E Soraya Ravenle achou todos esses fatores na narrativa de Juliano Garcia Pessanha. Autor do original que gerou o monologo estrelado pela atriz, ele traz para o teatro questões da essência do homem em uma relação próxima com as artes. Segundo Soraya, a obra do autor é fruto de uma combinação entre poesia e filosofia. “Juliano tem uma escrita híbrida, composta por historietas, aforismo e elementos autobiográficos. Não temos uma história de começo, meio e fim, e, sim, as reflexões sobre a arte, o artista e suas questões atuais. O monólogo fala também da chegada da criança nesse mundo hiper nomeado e técnico e da nossa dificuldade de entrega e afeto nas relações em geral. Ou seja, são assuntos básicos e estruturais da vida de todos nós”, detalhou.

Soraya Ravenle em “Instabilidade Perpétua”, que reestreia hoje no Midrash Centro Cultural (Foto: Daniel Correia)

Para dirigir todas essas temáticas e abordagens do monólogo, Soraya Ravenle tem um verdadeiro time no comando. Sim, leitores. Ao contrário do que estamos acostumados a ver, a atriz não possui apenas uma diretora e, sim, quatro. Para a atriz, que está sozinha no palco, os múltiplos olhares tornam a peça mais rica e plural. “Elas nunca estiveram juntas por problema de agendas, ou melhor: a falta de agenda fez com que nós formássemos esse quarteto. Como elas são muito amigas, e se admiram entre si, uma foi aproveitando a interferência da outra numa soma que se dava através de mim. Ao mesmo tempo, isso exigiu que eu tivesse autonomia forte para digerir essas influências e por fim, fazer minhas próprias escolhas”, contou Soraya que confessou que as diferentes opiniões deixaram alguns ensaios mais confusos. “Mas isso foi muito bom. Ficar confusa por dias até encontrar algo que fizesse sentido e juntasse os pontos foi muito interessante. Afinal, por que temos que entrar numa sala de ensaio sabendo o que fazer, para onde ir e estar cheia de certezas? Isso é pobre, é um lugar pequeno para o artista estar, além de ser muito estável”, acrescentou.
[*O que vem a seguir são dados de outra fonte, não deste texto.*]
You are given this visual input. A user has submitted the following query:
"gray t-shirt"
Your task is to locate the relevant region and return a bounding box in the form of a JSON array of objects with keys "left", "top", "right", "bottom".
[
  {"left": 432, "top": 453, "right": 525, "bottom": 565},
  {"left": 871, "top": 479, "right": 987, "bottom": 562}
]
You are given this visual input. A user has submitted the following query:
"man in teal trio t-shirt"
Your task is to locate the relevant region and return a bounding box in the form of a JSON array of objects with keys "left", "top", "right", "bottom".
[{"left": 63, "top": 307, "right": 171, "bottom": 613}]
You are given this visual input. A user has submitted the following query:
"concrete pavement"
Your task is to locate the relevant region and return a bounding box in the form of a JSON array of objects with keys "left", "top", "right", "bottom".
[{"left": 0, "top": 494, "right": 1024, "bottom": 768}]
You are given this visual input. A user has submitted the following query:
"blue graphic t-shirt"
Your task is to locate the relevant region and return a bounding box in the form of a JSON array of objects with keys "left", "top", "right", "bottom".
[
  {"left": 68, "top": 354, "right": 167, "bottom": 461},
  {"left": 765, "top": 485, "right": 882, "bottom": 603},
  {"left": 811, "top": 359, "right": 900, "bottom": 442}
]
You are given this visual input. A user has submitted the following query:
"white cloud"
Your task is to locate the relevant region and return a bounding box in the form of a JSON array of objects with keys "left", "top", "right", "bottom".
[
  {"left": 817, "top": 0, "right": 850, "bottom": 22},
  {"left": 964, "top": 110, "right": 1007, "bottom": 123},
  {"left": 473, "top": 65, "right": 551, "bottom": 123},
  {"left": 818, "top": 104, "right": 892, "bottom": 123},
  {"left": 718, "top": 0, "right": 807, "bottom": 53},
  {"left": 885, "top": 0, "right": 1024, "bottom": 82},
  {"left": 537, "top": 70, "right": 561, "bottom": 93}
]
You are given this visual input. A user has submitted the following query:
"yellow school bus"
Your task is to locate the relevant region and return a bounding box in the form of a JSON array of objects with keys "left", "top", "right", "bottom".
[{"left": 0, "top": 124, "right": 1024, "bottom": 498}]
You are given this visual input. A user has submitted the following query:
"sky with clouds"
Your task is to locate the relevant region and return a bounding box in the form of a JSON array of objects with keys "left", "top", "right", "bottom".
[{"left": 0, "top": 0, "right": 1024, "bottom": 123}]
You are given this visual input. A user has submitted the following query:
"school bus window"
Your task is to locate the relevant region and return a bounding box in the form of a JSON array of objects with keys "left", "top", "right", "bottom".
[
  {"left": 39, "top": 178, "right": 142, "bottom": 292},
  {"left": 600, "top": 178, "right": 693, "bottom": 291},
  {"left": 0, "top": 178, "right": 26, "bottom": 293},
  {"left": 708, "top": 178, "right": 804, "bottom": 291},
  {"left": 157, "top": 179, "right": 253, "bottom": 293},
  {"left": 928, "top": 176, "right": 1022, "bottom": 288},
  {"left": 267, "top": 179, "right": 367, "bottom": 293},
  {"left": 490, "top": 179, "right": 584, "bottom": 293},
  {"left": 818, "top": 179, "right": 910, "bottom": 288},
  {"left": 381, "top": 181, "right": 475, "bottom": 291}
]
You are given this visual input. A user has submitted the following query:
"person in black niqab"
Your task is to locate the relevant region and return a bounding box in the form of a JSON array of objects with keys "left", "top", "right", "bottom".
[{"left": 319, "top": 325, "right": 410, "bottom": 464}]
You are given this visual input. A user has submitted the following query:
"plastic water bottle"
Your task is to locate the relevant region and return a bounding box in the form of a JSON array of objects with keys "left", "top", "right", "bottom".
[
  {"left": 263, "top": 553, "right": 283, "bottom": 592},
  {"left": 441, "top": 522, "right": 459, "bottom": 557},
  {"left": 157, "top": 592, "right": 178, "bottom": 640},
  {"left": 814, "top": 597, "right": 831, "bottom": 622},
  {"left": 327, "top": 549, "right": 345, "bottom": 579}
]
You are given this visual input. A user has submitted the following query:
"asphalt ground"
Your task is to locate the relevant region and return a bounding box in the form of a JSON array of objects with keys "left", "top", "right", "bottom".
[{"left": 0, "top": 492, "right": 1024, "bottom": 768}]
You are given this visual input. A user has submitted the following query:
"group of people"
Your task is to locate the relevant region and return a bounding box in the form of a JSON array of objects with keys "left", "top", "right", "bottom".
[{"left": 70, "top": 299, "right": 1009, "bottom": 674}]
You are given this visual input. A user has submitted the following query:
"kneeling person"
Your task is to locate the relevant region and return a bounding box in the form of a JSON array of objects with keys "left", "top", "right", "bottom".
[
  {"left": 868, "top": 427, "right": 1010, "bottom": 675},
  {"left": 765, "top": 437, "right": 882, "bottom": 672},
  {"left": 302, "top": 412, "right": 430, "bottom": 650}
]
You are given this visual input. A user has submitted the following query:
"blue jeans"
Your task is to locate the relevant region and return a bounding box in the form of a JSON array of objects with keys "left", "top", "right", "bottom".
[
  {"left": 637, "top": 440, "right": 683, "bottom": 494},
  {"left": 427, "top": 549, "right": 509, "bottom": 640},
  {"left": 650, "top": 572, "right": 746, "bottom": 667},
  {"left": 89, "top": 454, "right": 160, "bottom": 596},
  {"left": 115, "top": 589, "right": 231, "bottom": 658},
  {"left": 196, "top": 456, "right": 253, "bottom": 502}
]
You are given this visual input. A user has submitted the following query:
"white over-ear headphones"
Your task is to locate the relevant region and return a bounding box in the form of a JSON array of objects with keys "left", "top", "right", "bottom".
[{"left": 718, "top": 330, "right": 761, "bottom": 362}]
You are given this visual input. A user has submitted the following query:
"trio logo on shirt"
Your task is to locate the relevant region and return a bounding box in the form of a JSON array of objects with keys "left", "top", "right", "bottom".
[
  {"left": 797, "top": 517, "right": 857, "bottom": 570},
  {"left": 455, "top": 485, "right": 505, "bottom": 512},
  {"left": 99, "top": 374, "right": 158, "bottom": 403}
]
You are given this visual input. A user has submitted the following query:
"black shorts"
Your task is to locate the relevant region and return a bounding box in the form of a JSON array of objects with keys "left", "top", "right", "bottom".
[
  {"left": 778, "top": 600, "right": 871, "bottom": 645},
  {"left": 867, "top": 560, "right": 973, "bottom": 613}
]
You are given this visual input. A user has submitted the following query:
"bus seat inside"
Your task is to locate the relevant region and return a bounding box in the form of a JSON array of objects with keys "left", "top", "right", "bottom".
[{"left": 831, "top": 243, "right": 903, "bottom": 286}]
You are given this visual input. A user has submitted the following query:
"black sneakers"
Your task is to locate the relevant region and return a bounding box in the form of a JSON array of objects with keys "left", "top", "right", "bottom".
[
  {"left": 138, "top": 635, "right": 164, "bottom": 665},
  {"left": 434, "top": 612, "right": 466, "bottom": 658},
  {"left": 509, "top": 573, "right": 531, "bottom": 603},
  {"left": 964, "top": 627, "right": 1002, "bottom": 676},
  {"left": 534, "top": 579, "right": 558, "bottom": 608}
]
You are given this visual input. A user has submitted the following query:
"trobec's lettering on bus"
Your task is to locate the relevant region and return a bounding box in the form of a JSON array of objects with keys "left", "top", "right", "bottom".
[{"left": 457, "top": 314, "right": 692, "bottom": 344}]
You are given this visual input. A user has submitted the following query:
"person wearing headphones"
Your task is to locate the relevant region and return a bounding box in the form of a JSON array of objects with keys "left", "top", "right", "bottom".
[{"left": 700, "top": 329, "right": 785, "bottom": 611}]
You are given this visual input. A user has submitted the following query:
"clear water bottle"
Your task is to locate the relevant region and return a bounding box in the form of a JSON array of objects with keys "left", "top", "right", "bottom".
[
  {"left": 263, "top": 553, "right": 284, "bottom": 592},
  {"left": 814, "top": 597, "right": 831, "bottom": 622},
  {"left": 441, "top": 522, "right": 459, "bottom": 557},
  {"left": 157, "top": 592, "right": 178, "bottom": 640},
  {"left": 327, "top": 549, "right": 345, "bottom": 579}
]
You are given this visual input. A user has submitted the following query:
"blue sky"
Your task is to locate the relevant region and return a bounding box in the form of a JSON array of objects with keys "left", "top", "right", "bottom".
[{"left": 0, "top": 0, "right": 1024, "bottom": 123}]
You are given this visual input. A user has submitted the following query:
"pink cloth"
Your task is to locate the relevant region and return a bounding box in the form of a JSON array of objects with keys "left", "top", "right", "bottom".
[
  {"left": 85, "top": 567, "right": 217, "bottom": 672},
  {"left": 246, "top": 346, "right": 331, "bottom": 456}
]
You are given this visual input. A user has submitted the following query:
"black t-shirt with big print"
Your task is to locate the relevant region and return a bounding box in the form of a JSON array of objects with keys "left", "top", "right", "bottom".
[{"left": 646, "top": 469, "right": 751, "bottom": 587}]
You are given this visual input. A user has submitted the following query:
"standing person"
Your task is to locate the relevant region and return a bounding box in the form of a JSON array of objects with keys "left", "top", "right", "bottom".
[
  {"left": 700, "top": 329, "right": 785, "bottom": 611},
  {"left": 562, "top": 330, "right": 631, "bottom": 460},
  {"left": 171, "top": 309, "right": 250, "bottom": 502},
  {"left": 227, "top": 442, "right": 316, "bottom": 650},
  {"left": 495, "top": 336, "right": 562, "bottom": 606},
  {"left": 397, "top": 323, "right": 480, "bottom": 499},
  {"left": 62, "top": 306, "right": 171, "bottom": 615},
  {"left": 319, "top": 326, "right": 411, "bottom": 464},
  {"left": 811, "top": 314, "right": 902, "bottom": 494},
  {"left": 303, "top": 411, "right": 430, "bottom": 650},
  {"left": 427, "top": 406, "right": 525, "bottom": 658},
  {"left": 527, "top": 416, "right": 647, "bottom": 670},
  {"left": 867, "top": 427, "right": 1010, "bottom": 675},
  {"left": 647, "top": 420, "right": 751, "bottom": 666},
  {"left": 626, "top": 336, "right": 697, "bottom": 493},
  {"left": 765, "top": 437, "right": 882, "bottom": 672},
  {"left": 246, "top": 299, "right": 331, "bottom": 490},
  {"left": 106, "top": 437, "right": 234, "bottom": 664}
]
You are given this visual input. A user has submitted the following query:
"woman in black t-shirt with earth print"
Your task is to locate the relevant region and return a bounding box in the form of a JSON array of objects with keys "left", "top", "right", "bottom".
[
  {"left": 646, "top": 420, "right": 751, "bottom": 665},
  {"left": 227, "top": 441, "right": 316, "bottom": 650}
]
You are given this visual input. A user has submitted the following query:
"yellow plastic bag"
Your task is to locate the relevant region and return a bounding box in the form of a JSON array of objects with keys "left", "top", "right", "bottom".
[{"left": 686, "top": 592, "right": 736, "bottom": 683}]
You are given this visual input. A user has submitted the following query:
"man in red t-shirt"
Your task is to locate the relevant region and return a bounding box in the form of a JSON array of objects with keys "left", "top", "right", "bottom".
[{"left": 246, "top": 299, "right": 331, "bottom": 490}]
Se já não bastasse a experiência individual no palco e o equilíbrio para compreender as opiniões de quatro diretoras diferentes, Soraya Ravenle ainda assumiu a produção de “Instabilidade Perpétua”. Nesta função, que definiu como muito cansativa, a atriz destacou a parceria de Mariana Bittencourt, Saulo Rocha e a Alquimia Produções. Sobre a experiência como produtora, ainda mais em tempos de crise cultural e econômica em nosso país, Soraya Ravenle não escondeu os dramas que envolveram a luta para reestrear o espetáculo. “Eu me vi inserida nas questões atuais: como realizar sem um edital ou patrocínio? Que tipo de parcerias são possíveis nesse caso? E artisticamente? Por exemplo: temos no conceito da ambientação, utilizar sempre a própria arquitetura do local, assim como seus objetos, além de trazer a rua, o espaço externo para dentro. Abrimos as janelas permitindo que as luzes da rua se misturem com as do teatro em cena. Agora minha luta será para dar continuidade”, argumentou a atriz que também evidenciou os desafios de estar sozinha no palco. “Você fica muito nu perante o público, pois ele te acompanha sem ter outro ator para seguir. É como uma linha que não pode ser interrompida”, comparou.

Além de atuar, a atriz contou que também assumiu a produção do espetáculo (Foto: Daniel Correia)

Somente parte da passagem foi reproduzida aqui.